I’ve Matured, But Has My Relationship?
Reader’s Question
My boyfriend and I have been together for just over 6 years now, and we’ve always had problems of one sort or another. Some of it has been cultural — he is Jewish and I am Christian — but most of it has been normal relationship issues. We met when I was 18 and he was 24, and for both of us it’s our first serious relationship, and we (more especially I) have been growing up as we’ve been growing into our relationship. At this point, though, as I’m finally starting to decide what direction I want my life to go in and finding myself, I’m starting to feel like this relationship may not be the best for the person I am becoming. I’m not sure how to express why I feel this way, because I’ve been more than a little ambivalent about the whole thing, but I’ll try.
When I was growing up I was a victim of mental and emotional abuse by my father, which lasted up until the day I moved out of his house and in with my boyfriend, who I will simply call John.

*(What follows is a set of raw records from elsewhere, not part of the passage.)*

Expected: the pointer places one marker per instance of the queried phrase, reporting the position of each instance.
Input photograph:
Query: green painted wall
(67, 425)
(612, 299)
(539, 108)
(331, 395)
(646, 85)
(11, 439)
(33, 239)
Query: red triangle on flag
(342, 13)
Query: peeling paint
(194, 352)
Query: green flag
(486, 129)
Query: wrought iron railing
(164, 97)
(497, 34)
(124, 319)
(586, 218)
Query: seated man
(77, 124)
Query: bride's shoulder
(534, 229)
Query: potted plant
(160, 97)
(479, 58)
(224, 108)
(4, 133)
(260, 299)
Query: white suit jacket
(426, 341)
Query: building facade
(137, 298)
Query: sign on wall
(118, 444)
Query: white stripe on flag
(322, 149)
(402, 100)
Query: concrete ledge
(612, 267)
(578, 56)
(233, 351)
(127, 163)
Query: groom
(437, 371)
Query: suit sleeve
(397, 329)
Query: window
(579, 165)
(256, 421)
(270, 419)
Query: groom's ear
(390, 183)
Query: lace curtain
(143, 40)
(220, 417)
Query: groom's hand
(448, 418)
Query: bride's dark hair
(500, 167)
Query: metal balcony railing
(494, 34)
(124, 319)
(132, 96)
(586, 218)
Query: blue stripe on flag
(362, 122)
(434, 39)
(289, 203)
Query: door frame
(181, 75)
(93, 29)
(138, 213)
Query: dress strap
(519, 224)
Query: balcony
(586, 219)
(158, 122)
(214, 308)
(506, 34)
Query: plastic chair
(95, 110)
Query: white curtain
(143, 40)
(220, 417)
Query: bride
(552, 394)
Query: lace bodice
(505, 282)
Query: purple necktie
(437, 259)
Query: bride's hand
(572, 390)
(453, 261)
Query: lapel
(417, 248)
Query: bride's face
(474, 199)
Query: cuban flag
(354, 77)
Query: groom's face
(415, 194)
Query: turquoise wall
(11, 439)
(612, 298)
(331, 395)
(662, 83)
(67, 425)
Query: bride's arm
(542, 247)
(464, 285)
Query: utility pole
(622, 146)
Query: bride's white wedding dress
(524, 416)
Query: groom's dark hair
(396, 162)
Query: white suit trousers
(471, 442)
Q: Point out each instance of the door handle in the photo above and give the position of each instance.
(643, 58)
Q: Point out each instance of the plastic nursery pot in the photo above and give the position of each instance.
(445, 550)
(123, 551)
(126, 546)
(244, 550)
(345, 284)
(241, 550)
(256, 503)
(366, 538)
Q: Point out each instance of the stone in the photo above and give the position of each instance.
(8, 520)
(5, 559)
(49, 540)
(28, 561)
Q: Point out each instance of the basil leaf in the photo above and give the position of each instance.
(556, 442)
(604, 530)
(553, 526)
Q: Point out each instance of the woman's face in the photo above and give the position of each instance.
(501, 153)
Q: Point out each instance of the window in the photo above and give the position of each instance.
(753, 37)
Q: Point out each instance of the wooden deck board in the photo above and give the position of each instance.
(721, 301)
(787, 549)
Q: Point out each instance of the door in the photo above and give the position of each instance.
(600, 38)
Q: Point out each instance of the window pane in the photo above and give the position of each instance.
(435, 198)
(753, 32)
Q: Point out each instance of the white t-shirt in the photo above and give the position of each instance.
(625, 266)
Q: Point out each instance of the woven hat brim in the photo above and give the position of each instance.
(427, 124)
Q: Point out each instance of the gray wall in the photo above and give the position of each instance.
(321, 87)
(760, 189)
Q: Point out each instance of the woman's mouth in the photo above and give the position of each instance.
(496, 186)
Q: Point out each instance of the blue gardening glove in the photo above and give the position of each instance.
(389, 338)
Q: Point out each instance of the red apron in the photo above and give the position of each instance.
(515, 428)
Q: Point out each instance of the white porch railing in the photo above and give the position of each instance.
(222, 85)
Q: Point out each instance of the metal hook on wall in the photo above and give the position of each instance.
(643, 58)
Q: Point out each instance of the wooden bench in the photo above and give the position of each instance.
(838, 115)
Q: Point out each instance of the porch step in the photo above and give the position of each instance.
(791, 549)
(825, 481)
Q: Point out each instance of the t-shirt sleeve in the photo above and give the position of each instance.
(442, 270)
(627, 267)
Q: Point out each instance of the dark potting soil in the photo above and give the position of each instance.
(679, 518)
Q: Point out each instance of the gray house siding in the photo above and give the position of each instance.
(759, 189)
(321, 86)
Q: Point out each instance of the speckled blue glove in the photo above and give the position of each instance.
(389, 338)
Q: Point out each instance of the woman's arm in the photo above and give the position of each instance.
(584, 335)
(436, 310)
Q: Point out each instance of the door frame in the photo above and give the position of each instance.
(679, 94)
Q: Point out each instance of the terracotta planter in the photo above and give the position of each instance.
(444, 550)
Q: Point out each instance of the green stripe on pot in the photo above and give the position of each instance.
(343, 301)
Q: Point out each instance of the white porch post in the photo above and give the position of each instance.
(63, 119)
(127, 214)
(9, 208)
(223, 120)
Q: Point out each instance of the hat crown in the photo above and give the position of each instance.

Because of the mental and emotional abuse, I’ve always had self-esteem issues, which I’m fairly certain will only continue without professional help. John, on the other hand, doesn’t seem to have self-esteem issues at all, but definitely has an anger issue. We don’t fight often — we get along really well — but when we do, it’s usually started from a serious discussion about issues in the relationship, our future, or some other major issue. It will turn into a 3- or 4-hour long talk/fight about things where old issues are dredged up, we both get upset and yelling or screaming at each other, I *always* end up overwhelmed and crying and in the end I feel like either I’m the one making all the compromises or that if I’m the one that had an issue to begin with, the issue was never really resolved. It has made it very difficult for me, as I have no desire to be controlled or stepped on by another male in my life the way I was with my dad, but I do love him a great deal and don’t want to imagine my life without him.
I’m generally beginning to think that even if John did ask me to marry him, I might say no and end the relationship on the spot in search of someone who better meets my more adult needs. There are other issues, but definitely too many to go into in any depth here.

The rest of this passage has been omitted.